Zum Vorverständnis des Coronaszenarios
Ein Standpunkt von Dr. phil. Werner Köhne.
Teil 1.
Kleiner Einwand gegen ein Prinzip
Erfolg oder Scheitern: Die besten Romane der Weltliteratur haben uns eindrucksvoll vorgeführt, dass sich Scheitern und Niederlage besser erzählen lassen als Erfolg. Das könnte Gründe haben, welche die Intensität der damit verbundenen Erfahrung betreffen.
Vom Ende des Lebens aus betrachtet, folgt ohnehin jedem Erfolg eine Ernüchterung, ja es nagt an ihm eine existentiell spürbare Paradoxie: Dessen letzthinnige Unmöglichkeit.

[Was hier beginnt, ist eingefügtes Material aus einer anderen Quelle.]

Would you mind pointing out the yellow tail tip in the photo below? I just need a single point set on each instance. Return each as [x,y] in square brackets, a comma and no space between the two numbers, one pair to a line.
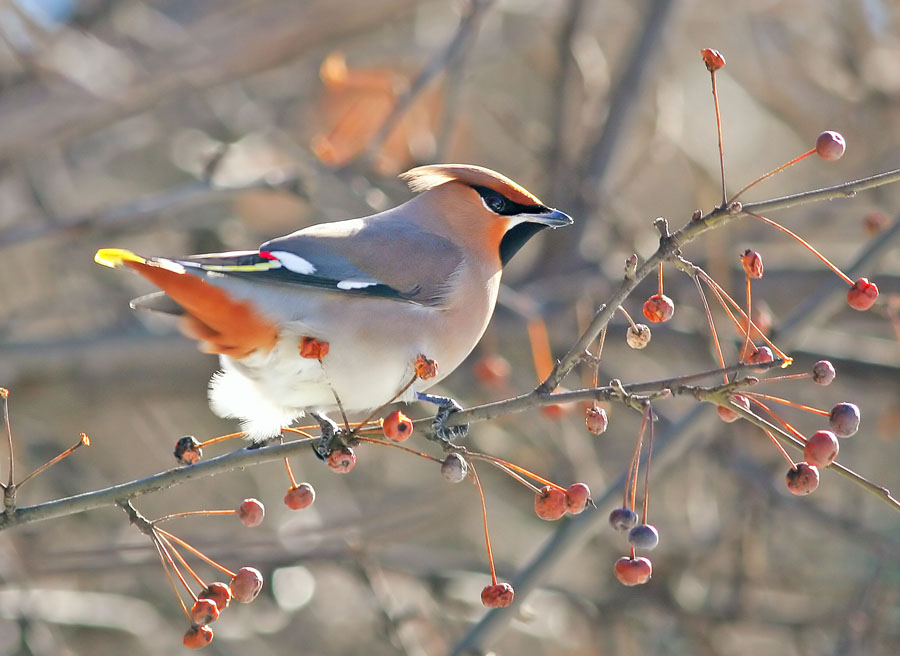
[113,257]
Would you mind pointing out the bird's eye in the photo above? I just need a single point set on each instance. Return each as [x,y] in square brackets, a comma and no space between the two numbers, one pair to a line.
[496,203]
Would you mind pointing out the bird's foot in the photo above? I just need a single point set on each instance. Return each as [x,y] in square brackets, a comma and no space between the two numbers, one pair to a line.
[331,436]
[446,407]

Welcher Sterbende würde in Zeiten einer erschöpften religiösen Heilsgeschichte noch sagen können: »Ich habe es geschafft – oder: Mein Leben ›endet‹ im Erfolg – zumal er nach dem erklommenen Gipfel ›faustischen‹ Strebens nicht mehr auf der Welt ist, um den Erfolg auszukosten.
Das wusste schon Goethes Faust, der nicht im Erfolg und einem unendlichen Glück, sondern allein im erfüllten Augenblick die Matrix des Lebens sah. Die Überlegung mag naiv und abwegig anmuten, zeigt jedoch ihre Wirkung, wenn man sich jahrtausende alte Fragen stellt, vor allem die: »Wohin gehen wir? Was erwartet uns? Und wohin können wir nicht mehr zurück?« Die kulturelle Überlieferung bietet keine Garantie mehr für ein »Es wird schon alles gut gehen«. Sie wirkt heute abgeschliffen bis zur Unkenntlichkeit.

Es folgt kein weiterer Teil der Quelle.